Washington-Liberty High School senior Mahia Rahman has been named an Amazon Future Engineer scholarship recipient to continue studying computer science at a college of her choice. She is one of 100 students across the country who will receive the Amazon Future Engineer scholarship of $40,000 over four years for her ongoing education at Harvard University along with a guaranteed paid internship offer at Amazon after her freshman year of college to gain critical real-world work experience.
Recipients were chosen based on a variety of criteria, including their academic achievement, demonstrated leadership, participation in school and community activities, work experience, future goals, and financial need.
The Bureau of Labor Statistics projects that from 2014 to 2024, the market for computer science professionals will grow twice as fast as the rest of the labor market and, in 2019, the median annual salary for computer science occupations was approximately $48,000 greater than the median wage for all occupations in the U.S. Computer science is the fastest-growing profession within the Science, Technology, Engineering and Math (STEM) field, but only 8% of STEM graduates earn a computer science degree, with a small percentage from underserved backgrounds. Students from underserved backgrounds are 8 to 10 times more likely to pursue college degrees in computer science if they have taken AP computer science in high school.

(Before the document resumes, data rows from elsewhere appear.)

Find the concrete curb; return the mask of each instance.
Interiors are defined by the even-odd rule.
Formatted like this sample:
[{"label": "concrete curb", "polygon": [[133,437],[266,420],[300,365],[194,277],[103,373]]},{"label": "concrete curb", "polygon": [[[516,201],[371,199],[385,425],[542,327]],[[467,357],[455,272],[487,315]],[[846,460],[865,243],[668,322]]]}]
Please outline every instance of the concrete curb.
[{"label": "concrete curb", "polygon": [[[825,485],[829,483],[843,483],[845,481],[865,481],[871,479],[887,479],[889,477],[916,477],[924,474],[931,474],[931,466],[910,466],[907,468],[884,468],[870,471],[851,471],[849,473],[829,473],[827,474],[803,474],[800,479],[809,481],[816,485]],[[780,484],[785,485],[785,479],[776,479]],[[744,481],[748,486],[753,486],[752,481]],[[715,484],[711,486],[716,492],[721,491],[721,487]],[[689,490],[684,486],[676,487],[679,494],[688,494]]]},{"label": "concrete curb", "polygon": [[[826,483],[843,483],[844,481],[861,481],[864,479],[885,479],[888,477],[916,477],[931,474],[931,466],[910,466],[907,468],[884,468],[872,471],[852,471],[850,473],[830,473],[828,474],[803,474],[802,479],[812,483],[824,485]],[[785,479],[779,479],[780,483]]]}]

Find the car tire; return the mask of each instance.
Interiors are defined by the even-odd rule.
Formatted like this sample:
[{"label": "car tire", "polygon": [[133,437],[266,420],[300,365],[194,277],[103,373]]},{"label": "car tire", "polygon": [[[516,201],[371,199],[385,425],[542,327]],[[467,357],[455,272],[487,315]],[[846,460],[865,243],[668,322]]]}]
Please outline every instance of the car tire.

Amazon Future Engineer is a childhood-to-career computer science education program intended toinspire and educate millions of students globally, including hundreds of thousands of students in the U.S. each year. Students explore computer science through school curriculum and project based learning using code to make music, program robots, and solve problems. Amazon Future Engineer also awards 100 students each year with four-year, $40,000 scholarships and paid internships at Amazon, and celebrates teachers with professional development and $25,000 Teacher of the Year Awards. Amazon Future Engineer is part of Amazon’s $50 million commitment to STEM and computer science education. The program is available in the U.S., UK, Canada, and France.